The data model is defined as a data class in csr/csr.py. In order to add a new entity, a new class has to be defined.
Classes are defined using pydantic - library to validate JSON documents and convert them into Python objects, based on Python Type Annotations.
All new entities have to have a non-nullable identity defined. They also have to be a part of SubjectEntity union defined in csr.py. If there is a relation between the new entity and other entities, it has to be specified as a value of references key in Schema dictionary.
For more details see official pydantic documentation.
If a property of the new entity requires some additional calculation, e.g. its value has to be derived from other input values, the calculation logic should be added to sources2csr/derived_values.py.
Changes added to the code should be well-covered by tests (test coverage should not be decreased).
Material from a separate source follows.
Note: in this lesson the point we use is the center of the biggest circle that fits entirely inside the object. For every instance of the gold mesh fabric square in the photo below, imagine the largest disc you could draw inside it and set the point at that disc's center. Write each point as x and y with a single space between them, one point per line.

In order to test reading of the source data and mapping it to CSR, extend tests/sources2csr/test_sources2csr.py. In order to test CSR to tranSMART mapping, extend tests/csr2transmart/test_csr_mapper.py. All new test data sets should be added to test_data folder.
Remember to update the section about data model in README.rst.
When adding fields to one of the existing entities, there is a change required in the entity class in csr/csr.py.
When changing csr/csr.py, tests both for mapping from sources to CSR and from CSR to tranSMART has to be changed or extended - see "Extending tests and documentation" section above.
Some of the entities can be left out, if no data is available for them. In order to do this is, an empty "attributes" array should be assigned to the entities in one of the configuration files of sources2csr - sources_config.json file.
For example:
{
"entities": {
"Biosource": {
"attributes": []
}
}
}